Aumentano i posti di lavoro, ma non il PIL
L’occupazione cresce, anche in un anno di relativa flessione come il 2023. È una buona notizia, che tuttavia deve essere interpretata. Appena saranno disponibili dati di dettaglio, ad esempio sui settori di occupazione o sulla posizione nella professione dei nuovi assunti, sarà possibile esprimere giudizi circostanziati.
Per il momento è possibile fare tre considerazioni. Purtroppo non tutte positive, per aprire la discussione.
La prima riguarda il reddito medio pro-capite. Negli ultimi anni la traiettoria dei redditi nel nostro paese tende a divergere dalla media europea. Bruno Anastasia ha esplorato il problema in un suo contributo alla Rivista delle Politiche Sociali (1/2023 – Precarietà e bassi salari in un contesto di piena occupazione e di squilibri territoriali) e rinvio alle sue conclusioni sull’argomento.
Tuttavia mi sembra evidente che, se l’occupazione cresce in un anno di stagnazione, ciò significa che ciascun nuovo lavoratore deve accontentarsi di una fetta di torta più piccola. I dati possono essere discussi e contestati quanto di vuole, ma la matematica non è un’opinione.
La seconda considerazione riguarda la crescita dell’occupazione femminile. Il dato è interessante, perché l’Italia si posiziona, da sempre, tra le nazioni con una minore propensione al lavoro delle donne (per mille ragioni che non sto qui a discutere). Che i nuovi posti di lavoro coinvolgano in misura maggiore le donne è dunque una buona notizia. Tuttavia anche questo dato statistico può nascondere un aspetto negativo. Vale a dire che, in una fase di inflazione e riduzione dei redditi familiari (oltre che del risparmio disponibile), un maggior numero di donne sia “costretto” a entrare nel mercato del lavoro, per contribuire al mantenimento della famiglia.
L’analisi di dettaglio potrà fornire indicazioni precise, ma è anche possibile che, in assenza di alternative, dato che molti posti di lavoro sono vacanti a causa dell’inverno demografico e della riduzione dei flussi di immigrazione, l’assunzione di una parte dell’esercito di riserva (costituito dalle forze di lavoro femminili) costituisca una soluzione interessante per molte imprese.
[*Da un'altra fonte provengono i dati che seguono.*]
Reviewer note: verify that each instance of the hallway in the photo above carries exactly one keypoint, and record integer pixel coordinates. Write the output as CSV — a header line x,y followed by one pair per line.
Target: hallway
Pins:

Il dato è ambivalente.
La terza considerazione riguarda la durata dei contratti. Dalle informazioni disponibili sembra che i nuovi occupati (e occupate) siano assunti con contratti a tempo indeterminato. La notizia è accolta con entusiasmo dai commentatori che vogliono a tutti i costi vedere il lato positivo della questione. Tuttavia va ricordato (come fa Bruno Anastasia nel contributo sopra citato) che oggi il mercato del lavoro italiano è estremamente flessibile e l’assunzione a tempo indeterminato non costituisce più, di per sé, una garanzia di stabilità del lavoro.
In conclusione, prima di festeggiare è forse opportuno inserire le notizie relative al mercato del lavoro nel contesto di un sistema paese che è fermo.